Got it? But that's not all. A bribe can also mean offers and promises - not just actual payments. And illegal payments are not limited to cash. Bribes can be considered if your company offers children's tuition, bogus "business" or "training" trips, which incidentally include fun-filled, expenses-paid weekends in places such as Las Vegas, etc. Also excessive or lavish wining and dining of foreign officials can eventually earn you special, adrenalin-rich sessions with your legal counsel.

 

Okay, if you think about it, the above may make a lot of sense. But how about your partners and sales channels? Well, there is some bad news.
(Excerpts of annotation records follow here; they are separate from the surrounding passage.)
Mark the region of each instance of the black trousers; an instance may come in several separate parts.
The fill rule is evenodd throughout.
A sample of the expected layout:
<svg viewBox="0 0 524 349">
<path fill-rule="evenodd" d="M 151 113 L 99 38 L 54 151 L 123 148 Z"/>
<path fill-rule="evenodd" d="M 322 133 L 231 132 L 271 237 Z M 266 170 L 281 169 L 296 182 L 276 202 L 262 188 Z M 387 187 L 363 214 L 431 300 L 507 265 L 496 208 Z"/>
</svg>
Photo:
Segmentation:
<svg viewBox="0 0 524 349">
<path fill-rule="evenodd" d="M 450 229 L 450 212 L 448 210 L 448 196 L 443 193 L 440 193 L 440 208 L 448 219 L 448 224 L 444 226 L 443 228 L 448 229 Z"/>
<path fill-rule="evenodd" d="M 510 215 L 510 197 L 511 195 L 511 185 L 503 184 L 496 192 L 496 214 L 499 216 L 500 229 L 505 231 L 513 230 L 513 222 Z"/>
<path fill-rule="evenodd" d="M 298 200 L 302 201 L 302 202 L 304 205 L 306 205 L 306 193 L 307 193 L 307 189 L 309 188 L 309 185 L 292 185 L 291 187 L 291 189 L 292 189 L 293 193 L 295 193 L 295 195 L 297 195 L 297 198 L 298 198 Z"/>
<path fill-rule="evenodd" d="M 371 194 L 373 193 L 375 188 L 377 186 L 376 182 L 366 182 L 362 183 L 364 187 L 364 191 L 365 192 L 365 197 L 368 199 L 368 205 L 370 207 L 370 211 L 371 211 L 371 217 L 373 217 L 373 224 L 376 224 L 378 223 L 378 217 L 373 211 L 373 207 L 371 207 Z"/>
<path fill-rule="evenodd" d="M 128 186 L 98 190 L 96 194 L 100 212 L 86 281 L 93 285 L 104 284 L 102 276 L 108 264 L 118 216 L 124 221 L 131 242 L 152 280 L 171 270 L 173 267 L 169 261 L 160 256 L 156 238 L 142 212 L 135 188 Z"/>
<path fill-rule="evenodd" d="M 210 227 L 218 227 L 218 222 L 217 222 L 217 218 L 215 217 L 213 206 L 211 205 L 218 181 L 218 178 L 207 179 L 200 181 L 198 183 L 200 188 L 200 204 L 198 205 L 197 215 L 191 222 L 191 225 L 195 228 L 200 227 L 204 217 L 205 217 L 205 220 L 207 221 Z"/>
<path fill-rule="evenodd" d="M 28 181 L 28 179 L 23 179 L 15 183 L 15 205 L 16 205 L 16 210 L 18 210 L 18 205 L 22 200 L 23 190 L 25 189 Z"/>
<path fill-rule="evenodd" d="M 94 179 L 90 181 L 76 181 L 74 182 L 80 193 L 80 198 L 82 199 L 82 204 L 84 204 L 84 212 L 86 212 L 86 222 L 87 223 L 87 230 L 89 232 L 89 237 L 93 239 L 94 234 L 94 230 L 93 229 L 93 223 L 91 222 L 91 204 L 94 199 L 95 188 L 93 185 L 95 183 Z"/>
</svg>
The FCPA also prohibits indirect corrupt payments through third party intermediaries, such as agents, distributors, consultants, independent contractors, representatives, provided your company authorized payments or "knew" of illicit payment possibly being made by a third party intermediary.

 

And guess what? The "don't ask, don't tell" strategy won't cut it as a legal defense if it is discovered that your local distributor was routinely bribing and not bothering to report it to you, since you had made it a practice not to pay attention. That is, "the head in the sand" approach to corruption avoidance is just about guaranteed to be thrown out of the window by the US Department of Justice ― particularly if there was a reasonable chance that you were aware of a high probability of money being passed under the table, in white envelopes, etc. and entering foreign officials' pockets.

 

Still a legal defense can be built around a lack of corrupt intent. For example, giving money at an official's wedding or funeral is not likely to raise suspicions, so long as the amount is in keeping with local traditions and there is no intent to get business as a result of that donation. On the other hand, giving or promising money, etc. with the intent of getting business - well, that can land you in jail.

 

So, you might think, "the above is well and good for those poor chumps who have to deal with government officials, but it's not my concern since I deal only in the private sector." Well, my friend, dream on. While indeed the genesis of the FCPA may have focused on those companies dealing with foreign governments, thanks to creative interpretations of the U.S. Travel Act by the US Department Of Justice (DOJ), any bribe that is technically illegal by local governments can enable the US Feds to go after you.

 

But, the same thinking can actually work as your defense. For example, if a payment is specifically permitted by local law, then you are off the hook regardless if you are dealing with a private or public sector transaction. And, here is some other good news: the FCPA specifically permits payment to officials to facilitate payments so long as other anti-bribery provisions are not violated. Also, if your payment meets all the criteria for a violation of the anti-bribery provisions, but was a "reasonable and bona fide business expense, you may have a solid legal defense.

 

Anyway, there is not enough space in a newspaper to properly cover this topic. But I hope I have given you some insight as to how complicated this matter can become and how your company could be unknowingly be walking in a major, legal mine field. Legal compliance, of course, requires a great deal more than just reading newspaper columns. So, if your operation does not already have in place policies and procedures dealing with FCPA or home country and Korean anti-corruption legal compliance, it may be past due for you to spend the time and money to invest in some solid legal counsel.

 

AmCham's Legal Affairs Committee did the community a good service by sponsoring July's luncheon. But it's obviously up to each company to ensure ongoing compliance. The FCPA (and like laws) have become more far-reaching and are now more punitive than ever.